通常、株式投資において、100%勝てる(=儲かる)投資手法は存在しませんが、「東証2部新規上場初値買い投資法」のようなローリスク・ミドルリターンの投資手法をひとつでも多く見つけ出せば、つまり、複数個見つけ出せば、株式市場で勝てる確率は確実に高まります。

規律と忍耐をもって。




〔補足事項〕

過去10年のデータを順次公開している途中で、読者の方から、
”購入は一定額とありますが、初値が幾らかいくらになるか分からないので、ある程度一定額にするのは難しいと思いますが、購入額は予想値のmaxで見られているのでしょうか。”
、という内容の質問を受けたため、改めて「東証2部新規上場初値買い投資法」についてまとめておきます。

「東証2部新規上場初値買い投資法」の具体的な手続きは、次のとおりです。

(1) 東証2部に新規上場するすべての会社の株式を上場初値で購入する
 (※マザーズ、ジャスダック市場から東証2部へ市場変更した会社は対象外)
(2) 東証1部指定承認のお知らせが会社から発表された日の翌日前場始値で株式を売却する
(3) 株式を購入するときの金額、会社毎に金額を変えるのではなく、ほぼ同じ金額(一定額)とする

〔初値で株式を購入するときの具体的な手順〕
先月10日に新規上場したウェーブロックホールディングスの事例を使用します。

購入は一定額ですが、これは投資資金の大小に左右されます。
例えば、500,000円としましょう。 東証2部に新規上場する株を500,000円分ずつ買い続けるケースです。

まず、下記のIPO初値予想ブログなどをチェックして、証券会社各社の予想初値などから初値が実際にいくらぐらいになるのかの目途をつけます。

・IPOストライカーの投資ブログ
http://ipo-striker.com/archives/52080077.html
→750円予想、750円予想、720円~750円予想など

・黒澤ファンド
http://96fun.com/article/ipoinfo/predict/16650/
 →720円予想、751円予想、740円予想など

上記の予想から、ウェーブロックホールディングスの初値は720円~751円になると推定できます。
そこで、500,000円分買うためには何株買えばいいのか計算します。

(a) 600株買った場合
720円×600株=432,000円、751円×600株=450,600円
よって、432,000円~450,600円の範囲におさまる

(b)700株買った場合
720円×700株=504,000円、751円×700株=525,700円
よって、504,000円~525,700円の範囲におさまる

上記の(a)と(b)のうち、500,000円に近いのは(b)のため、700株買うことに決めます。
ただし、例えば初値が755円となって、その後株価が下がらずに買えなくなることを避けるため、買い注文は指値で、751円より高めの、例えば950円の価格で注文を出しておきます。

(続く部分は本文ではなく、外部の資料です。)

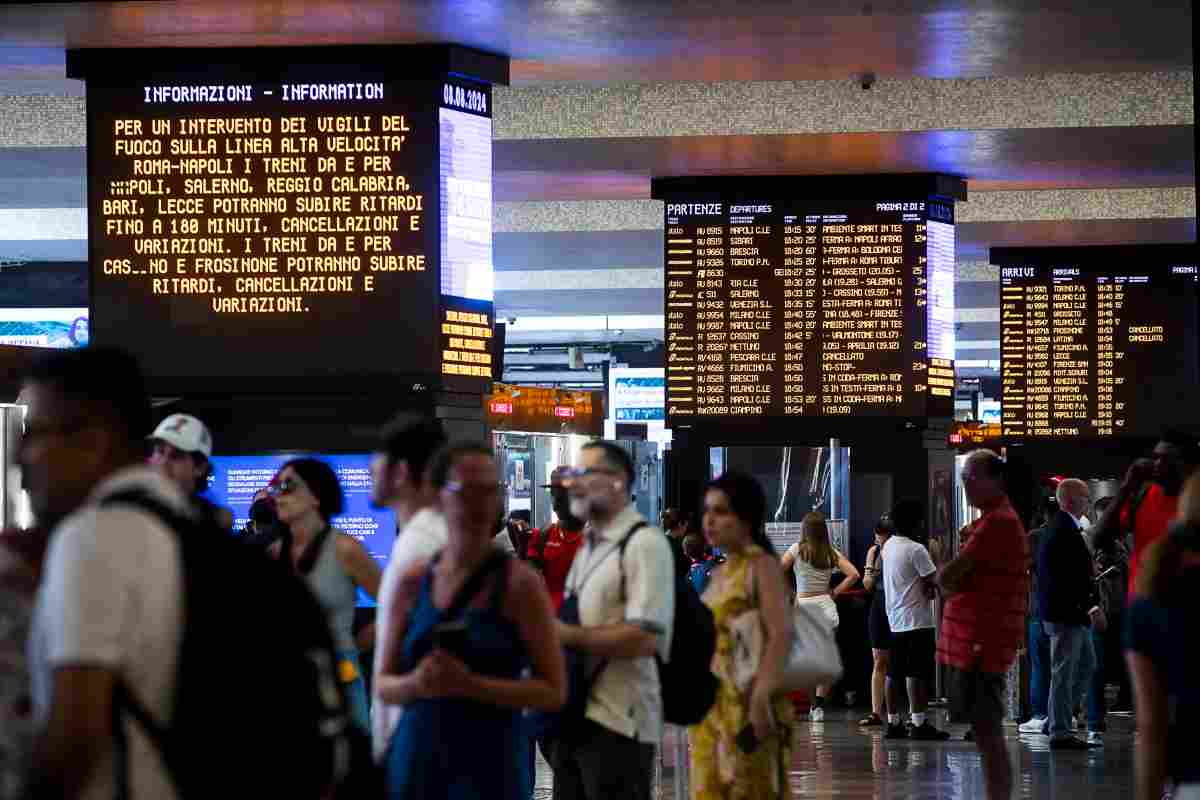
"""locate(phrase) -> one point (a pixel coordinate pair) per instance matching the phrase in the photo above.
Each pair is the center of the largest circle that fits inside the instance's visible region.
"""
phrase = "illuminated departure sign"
(1097, 341)
(309, 212)
(786, 299)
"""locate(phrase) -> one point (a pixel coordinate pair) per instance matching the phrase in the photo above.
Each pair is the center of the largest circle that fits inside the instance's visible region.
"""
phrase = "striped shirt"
(983, 625)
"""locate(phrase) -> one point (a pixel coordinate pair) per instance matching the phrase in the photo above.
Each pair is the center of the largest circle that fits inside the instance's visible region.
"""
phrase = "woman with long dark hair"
(813, 560)
(1161, 630)
(333, 563)
(743, 747)
(473, 643)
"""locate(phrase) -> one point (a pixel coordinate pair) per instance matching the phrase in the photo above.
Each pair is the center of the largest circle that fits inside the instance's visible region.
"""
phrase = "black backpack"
(689, 686)
(258, 709)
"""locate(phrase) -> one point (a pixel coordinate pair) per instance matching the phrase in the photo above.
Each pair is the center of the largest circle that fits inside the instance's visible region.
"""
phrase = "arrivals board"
(801, 305)
(1097, 342)
(327, 220)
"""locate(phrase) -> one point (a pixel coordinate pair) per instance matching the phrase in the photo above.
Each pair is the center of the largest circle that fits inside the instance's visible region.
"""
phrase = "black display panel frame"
(915, 194)
(1071, 359)
(357, 341)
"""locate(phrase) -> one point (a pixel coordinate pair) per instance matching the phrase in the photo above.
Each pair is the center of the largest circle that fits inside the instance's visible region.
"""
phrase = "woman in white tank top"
(810, 563)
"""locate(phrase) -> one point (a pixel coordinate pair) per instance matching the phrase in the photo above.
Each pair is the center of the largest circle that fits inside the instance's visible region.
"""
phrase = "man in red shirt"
(552, 549)
(983, 621)
(1147, 509)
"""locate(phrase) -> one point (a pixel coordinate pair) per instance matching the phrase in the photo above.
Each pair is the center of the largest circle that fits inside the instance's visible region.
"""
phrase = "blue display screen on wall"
(235, 479)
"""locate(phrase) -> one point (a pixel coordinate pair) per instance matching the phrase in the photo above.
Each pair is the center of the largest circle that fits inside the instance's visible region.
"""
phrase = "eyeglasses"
(576, 473)
(456, 487)
(287, 486)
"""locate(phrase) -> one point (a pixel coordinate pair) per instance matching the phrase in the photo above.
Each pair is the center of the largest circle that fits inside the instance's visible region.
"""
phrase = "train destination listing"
(779, 310)
(1080, 347)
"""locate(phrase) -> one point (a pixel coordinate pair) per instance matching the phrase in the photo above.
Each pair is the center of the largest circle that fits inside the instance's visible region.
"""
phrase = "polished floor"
(837, 759)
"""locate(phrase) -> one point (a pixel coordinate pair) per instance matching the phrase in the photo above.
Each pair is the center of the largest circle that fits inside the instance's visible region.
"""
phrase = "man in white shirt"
(407, 445)
(627, 607)
(909, 588)
(109, 606)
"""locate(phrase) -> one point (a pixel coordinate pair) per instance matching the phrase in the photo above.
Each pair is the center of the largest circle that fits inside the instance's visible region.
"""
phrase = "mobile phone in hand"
(747, 740)
(451, 637)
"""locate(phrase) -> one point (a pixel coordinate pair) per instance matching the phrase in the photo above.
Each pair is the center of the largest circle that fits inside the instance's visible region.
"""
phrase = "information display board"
(237, 479)
(1097, 342)
(293, 220)
(799, 304)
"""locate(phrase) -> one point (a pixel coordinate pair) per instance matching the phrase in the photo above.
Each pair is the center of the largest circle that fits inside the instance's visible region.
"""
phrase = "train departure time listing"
(779, 310)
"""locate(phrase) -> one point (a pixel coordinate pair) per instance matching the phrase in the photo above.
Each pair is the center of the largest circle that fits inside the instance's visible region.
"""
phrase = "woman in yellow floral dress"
(748, 583)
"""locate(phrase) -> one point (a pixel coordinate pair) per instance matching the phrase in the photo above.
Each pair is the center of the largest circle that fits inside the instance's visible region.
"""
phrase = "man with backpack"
(145, 619)
(109, 609)
(623, 582)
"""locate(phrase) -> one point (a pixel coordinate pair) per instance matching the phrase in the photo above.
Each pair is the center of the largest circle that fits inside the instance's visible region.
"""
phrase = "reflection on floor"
(837, 759)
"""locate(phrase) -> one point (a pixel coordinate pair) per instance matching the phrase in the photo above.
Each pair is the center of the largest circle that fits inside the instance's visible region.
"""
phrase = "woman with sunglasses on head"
(473, 643)
(811, 563)
(333, 563)
(743, 749)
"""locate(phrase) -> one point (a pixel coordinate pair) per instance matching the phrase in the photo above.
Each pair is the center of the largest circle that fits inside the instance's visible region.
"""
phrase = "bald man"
(1068, 607)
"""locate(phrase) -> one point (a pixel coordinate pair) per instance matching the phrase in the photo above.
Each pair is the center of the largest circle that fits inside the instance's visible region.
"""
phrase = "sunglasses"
(287, 486)
(456, 487)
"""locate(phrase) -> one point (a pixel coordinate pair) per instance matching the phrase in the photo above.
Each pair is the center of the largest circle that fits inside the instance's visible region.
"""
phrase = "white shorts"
(827, 606)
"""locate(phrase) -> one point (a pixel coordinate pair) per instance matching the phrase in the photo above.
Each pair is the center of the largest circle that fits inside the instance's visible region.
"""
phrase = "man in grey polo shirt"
(627, 606)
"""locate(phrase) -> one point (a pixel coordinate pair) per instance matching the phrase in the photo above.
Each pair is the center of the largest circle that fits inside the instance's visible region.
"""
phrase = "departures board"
(315, 214)
(1097, 342)
(798, 306)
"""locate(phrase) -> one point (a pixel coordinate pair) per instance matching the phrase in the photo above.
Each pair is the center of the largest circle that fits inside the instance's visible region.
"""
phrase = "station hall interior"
(1055, 133)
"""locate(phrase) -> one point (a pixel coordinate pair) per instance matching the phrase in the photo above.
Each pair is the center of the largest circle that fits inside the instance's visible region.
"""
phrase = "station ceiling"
(1072, 121)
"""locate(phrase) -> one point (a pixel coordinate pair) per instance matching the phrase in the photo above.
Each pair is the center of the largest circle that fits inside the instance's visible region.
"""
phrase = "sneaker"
(1071, 743)
(1033, 726)
(928, 733)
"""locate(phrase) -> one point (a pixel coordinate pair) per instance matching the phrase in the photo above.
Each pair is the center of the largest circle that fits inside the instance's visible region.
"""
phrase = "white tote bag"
(813, 661)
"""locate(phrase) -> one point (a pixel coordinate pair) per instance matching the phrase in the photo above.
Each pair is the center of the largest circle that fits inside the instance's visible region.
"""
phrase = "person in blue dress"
(474, 643)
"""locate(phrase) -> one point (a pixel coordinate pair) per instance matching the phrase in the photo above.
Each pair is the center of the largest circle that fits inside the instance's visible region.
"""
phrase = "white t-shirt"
(628, 698)
(111, 596)
(905, 563)
(423, 536)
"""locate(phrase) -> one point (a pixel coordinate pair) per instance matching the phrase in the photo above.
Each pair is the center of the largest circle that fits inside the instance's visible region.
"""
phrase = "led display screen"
(235, 479)
(789, 306)
(283, 226)
(1097, 342)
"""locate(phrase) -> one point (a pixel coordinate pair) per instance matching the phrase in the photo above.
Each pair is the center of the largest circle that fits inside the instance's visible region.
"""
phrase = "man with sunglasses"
(625, 611)
(180, 449)
(109, 612)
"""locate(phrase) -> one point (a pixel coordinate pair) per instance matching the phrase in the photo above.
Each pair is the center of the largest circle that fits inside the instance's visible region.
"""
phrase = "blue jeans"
(1039, 669)
(1072, 662)
(1097, 704)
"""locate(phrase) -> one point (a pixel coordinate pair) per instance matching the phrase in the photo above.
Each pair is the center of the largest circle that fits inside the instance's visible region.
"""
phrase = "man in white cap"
(180, 450)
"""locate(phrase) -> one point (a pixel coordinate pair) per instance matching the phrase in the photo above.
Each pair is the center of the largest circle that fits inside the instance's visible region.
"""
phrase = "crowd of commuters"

よって、上場初日の買い注文は”指値950円で700株”となります。

そして、実際に上場初日を迎え、初値がつきます。
ウェーブロックホールディングスの初値は上記の初値予想の下限に近い721円となりました。
よって、700株×721円=504,700円分の株式を購入したことになります。
500,000円に近い金額分を買うことができたという形になります。


東証マザーズ新規上場会社の初値は、会社の規模が小さくIT系などが多いため、公募価格2倍以上で初値がつくなどと大きく上昇するケースがあり証券会社各社の初値予想が外れることがあります。

その一方、ウェーブロックホールディングスのように東証2部に新規上場する会社は、地味な業態・業種の会社が多く、会社の規模もそこそこのため、東証2部新規上場の会社の初値は比較的平穏なものになることが多く、証券会社各社の初値予想の範囲内におさまります。